Enterada de que su marido se demoraría varios días en Panamá, en uno de sus viajes de negocio, un domingo, mientras regaba el antejardín de su casa, un poco inquieta, esperaba el paso de Sebastián. Cuando lo vio, no tuvo reparo alguno para llamarle la atención.
─Hacía varios días que no te veía pasar por acá. ¿Acaso cambiaste de vía para ir al parque? –Le preguntó, sonriendo.
─¡No! Esa no fue la verdadera razón. Estuve preparando unos temas para un examen trimestral.
─Acércate. Deseo hacerte una invitación, que espero no tomes como una imprudencia de mi parte.
─¿A dónde quiere invitarme?
─¿Te gustaría ir conmigo a Pradomar un día de estos?
Sonrojado, el muchacho guardó silencio por un instante, observándola enfundada en unos cortos pantalones y una camiseta de mangas cortas muy ceñidos. Luego, dejó escapar una sonrisa nerviosa.
─Podría ser el miércoles por la tarde. Tenemos una cabaña allá, frente al mar. Allá hay vestidos de baño por si acaso se te antoja darte un chapuzón.
Confundido por la propuesta de la osada mujer, sólo atinó a preguntarle:
─¿Quiénes más irán?
Sonriendo alegremente, María Elena le dijo:
─Sólo nosotros dos. No temas, mi marido está en Panamá y no regresará sino la próxima semana.
─¿No teme usted tomar esos riesgos?
─Todo quedará entre los dos. Yo podría recogerte, donde me indiques, el miércoles a las dos de la tarde. ¿Aceptas?
─En días pasados le confesé que soy amigo de la prudencia.
─Ya lo veo –dijo la mujer con rostro alegre. Te daré mi teléfono. Si te decides, llámame antes del miércoles.
Sorprendido, ante los inesperados requerimientos de María Elena, anotó el número telefónico en una pequeña libreta de bolsillo y continuó su camino, no sin antes despedirse de ella amablemente.
Mientras se dirigía al parque, por su cabeza circulaban ideas encontradas acerca de cómo debería proceder ante la sorprendente actitud de la mujer. Apenas si la conocía y tal osadía, a pesar de ser una mujer casada, le daba a entender que aquella joven no era feliz al lado del hombre con quien vivía. Por otra parte, sacando a flote sus instintos que opacaban parcialmente la reflexión, pensaba que si rechazaba a esa mujer, su virilidad podría ser puesta en duda por ella. La atractiva mujer le llamaba la atención, pero temía verse enredado en un berenjenal.

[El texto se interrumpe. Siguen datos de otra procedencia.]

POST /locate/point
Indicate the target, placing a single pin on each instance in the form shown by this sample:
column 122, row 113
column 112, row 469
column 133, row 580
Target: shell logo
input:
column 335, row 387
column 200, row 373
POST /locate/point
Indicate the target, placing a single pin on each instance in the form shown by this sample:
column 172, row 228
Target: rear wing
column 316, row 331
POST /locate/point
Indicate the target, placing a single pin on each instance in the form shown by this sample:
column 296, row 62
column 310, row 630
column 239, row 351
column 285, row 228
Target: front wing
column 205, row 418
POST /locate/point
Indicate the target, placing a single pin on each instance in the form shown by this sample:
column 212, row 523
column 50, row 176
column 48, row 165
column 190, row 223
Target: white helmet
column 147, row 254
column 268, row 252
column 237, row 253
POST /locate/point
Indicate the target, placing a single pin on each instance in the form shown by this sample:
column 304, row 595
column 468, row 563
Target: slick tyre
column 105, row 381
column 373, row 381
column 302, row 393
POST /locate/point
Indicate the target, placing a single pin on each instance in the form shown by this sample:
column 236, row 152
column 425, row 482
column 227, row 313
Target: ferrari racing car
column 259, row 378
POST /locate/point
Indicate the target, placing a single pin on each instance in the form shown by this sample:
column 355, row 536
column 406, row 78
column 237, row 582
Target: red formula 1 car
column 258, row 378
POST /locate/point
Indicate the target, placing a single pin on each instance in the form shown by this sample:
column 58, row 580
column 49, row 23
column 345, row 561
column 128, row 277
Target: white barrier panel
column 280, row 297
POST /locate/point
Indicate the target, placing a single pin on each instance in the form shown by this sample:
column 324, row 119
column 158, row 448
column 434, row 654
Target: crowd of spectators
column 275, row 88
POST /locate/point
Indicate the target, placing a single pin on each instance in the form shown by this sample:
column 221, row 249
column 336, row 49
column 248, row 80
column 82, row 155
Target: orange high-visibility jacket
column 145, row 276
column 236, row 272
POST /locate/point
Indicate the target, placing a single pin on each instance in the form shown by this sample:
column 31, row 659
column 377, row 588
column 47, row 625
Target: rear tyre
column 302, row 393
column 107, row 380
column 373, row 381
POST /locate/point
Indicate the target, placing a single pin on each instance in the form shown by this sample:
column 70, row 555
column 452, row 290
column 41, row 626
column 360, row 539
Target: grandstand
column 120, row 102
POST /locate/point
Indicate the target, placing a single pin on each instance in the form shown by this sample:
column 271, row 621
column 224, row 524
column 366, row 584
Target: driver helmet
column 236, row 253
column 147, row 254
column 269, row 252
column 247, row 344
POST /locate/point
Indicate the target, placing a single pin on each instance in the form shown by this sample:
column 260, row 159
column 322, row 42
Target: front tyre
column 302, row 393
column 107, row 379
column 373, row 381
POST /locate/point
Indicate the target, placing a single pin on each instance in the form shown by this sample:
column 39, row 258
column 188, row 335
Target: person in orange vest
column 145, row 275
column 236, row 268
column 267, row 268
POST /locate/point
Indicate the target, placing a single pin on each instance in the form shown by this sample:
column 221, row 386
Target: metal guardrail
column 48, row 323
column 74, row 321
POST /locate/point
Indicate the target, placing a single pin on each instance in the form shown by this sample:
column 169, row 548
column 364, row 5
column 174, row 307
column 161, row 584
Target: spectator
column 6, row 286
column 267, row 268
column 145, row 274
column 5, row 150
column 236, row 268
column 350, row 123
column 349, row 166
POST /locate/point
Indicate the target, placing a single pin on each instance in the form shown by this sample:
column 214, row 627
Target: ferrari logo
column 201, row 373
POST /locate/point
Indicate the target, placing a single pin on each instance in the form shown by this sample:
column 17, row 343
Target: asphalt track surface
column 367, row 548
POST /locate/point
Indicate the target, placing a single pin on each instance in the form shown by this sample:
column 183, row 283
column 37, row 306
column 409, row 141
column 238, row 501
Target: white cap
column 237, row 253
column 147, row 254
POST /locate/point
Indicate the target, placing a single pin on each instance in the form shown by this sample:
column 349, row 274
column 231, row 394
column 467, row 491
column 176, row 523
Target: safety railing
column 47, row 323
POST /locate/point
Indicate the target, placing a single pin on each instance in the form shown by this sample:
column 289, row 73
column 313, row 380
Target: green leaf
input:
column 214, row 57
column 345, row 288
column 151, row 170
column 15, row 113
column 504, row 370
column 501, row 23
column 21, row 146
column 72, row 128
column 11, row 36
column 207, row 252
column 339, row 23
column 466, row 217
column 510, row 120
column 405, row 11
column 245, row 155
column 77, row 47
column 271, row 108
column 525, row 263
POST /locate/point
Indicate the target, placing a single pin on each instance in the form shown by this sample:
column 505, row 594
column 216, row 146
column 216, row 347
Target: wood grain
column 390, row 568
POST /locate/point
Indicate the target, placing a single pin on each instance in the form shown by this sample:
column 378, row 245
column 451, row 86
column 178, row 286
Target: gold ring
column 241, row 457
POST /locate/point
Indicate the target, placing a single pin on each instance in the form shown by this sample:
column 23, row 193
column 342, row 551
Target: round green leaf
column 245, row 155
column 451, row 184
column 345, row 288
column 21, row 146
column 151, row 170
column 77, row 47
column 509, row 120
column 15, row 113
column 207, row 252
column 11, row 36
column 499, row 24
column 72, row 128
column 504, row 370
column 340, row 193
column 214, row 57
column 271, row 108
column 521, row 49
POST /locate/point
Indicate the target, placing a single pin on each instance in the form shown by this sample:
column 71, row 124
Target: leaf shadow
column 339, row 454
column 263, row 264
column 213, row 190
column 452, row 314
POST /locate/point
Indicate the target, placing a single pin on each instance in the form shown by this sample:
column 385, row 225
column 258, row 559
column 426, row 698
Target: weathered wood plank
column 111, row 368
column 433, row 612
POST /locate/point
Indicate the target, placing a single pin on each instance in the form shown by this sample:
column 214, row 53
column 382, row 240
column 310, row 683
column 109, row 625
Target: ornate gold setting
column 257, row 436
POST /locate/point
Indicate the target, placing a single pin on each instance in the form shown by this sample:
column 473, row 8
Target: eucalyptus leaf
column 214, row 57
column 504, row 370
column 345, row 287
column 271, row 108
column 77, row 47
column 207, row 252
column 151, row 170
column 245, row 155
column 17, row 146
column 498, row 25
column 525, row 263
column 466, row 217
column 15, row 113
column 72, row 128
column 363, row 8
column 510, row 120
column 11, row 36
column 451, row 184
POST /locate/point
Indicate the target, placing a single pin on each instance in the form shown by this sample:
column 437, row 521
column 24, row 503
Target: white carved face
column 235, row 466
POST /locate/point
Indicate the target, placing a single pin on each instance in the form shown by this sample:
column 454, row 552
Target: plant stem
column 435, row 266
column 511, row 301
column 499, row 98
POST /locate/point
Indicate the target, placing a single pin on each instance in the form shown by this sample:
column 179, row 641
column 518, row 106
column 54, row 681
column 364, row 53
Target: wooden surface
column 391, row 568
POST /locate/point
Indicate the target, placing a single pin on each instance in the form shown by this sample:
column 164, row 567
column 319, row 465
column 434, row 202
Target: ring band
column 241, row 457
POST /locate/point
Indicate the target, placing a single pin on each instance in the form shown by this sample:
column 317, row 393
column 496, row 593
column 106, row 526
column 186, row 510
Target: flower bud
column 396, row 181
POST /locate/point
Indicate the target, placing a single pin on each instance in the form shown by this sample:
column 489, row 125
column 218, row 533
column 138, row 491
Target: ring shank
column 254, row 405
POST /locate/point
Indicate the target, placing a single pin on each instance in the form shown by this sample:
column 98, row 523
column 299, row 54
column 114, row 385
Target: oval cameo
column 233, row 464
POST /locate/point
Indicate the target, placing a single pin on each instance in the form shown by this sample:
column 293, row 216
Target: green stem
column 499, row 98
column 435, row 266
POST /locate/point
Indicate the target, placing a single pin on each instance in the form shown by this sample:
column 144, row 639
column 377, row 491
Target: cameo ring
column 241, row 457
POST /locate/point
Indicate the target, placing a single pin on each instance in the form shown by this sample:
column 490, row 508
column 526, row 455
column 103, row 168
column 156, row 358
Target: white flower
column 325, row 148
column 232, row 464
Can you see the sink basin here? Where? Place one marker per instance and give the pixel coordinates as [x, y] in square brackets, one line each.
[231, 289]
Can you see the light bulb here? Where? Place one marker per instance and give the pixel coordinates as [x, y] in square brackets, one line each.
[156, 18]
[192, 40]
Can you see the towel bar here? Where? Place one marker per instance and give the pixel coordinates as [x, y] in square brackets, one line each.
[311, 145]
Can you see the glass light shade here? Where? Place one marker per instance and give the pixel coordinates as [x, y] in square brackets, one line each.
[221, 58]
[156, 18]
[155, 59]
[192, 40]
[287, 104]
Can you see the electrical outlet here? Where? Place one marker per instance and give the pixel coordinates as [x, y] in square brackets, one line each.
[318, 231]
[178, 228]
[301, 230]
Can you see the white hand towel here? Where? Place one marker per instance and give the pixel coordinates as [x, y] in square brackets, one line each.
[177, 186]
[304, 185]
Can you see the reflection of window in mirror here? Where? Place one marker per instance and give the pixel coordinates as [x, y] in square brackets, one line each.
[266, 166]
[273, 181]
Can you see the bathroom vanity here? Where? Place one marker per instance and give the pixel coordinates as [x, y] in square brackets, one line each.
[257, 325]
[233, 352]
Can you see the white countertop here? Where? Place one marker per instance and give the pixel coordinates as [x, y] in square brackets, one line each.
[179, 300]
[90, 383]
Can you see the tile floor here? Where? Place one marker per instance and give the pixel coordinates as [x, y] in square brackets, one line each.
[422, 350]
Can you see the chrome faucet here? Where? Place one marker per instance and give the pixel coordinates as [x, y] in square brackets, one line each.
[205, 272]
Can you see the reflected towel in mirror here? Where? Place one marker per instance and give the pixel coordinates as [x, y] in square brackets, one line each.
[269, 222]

Durante toda la mañana la tuvo en su mente; cuando retornó a su casa, tomó una vía distinta para evitar encontrarse con ella. Pero los repetidos flirteos de la mujer lo tenían preocupado. Decidido a correr la aventura, la llamó por la línea telefónica, aceptando la invitación.
El miércoles, poco antes de las dos de la tarde, María Elena, conduciendo un Renault de modelo reciente, lo recogió en una esquina cercana al parque. Lucía una blusa vaporosa, beige, y unos pantalones blancos que modelaban bellamente su figura. Su pelo suelto, de un negro intenso, realzaba su bello rostro.
─Gracias por venir, le dijo, acariciando tenuemente su cara.
─Gracias a usted, por su invitación.
─Deberías tratarme con más confianza. Recuerda que mi nombre es María Elena.
Él joven sonrió, asintiendo con su cabeza.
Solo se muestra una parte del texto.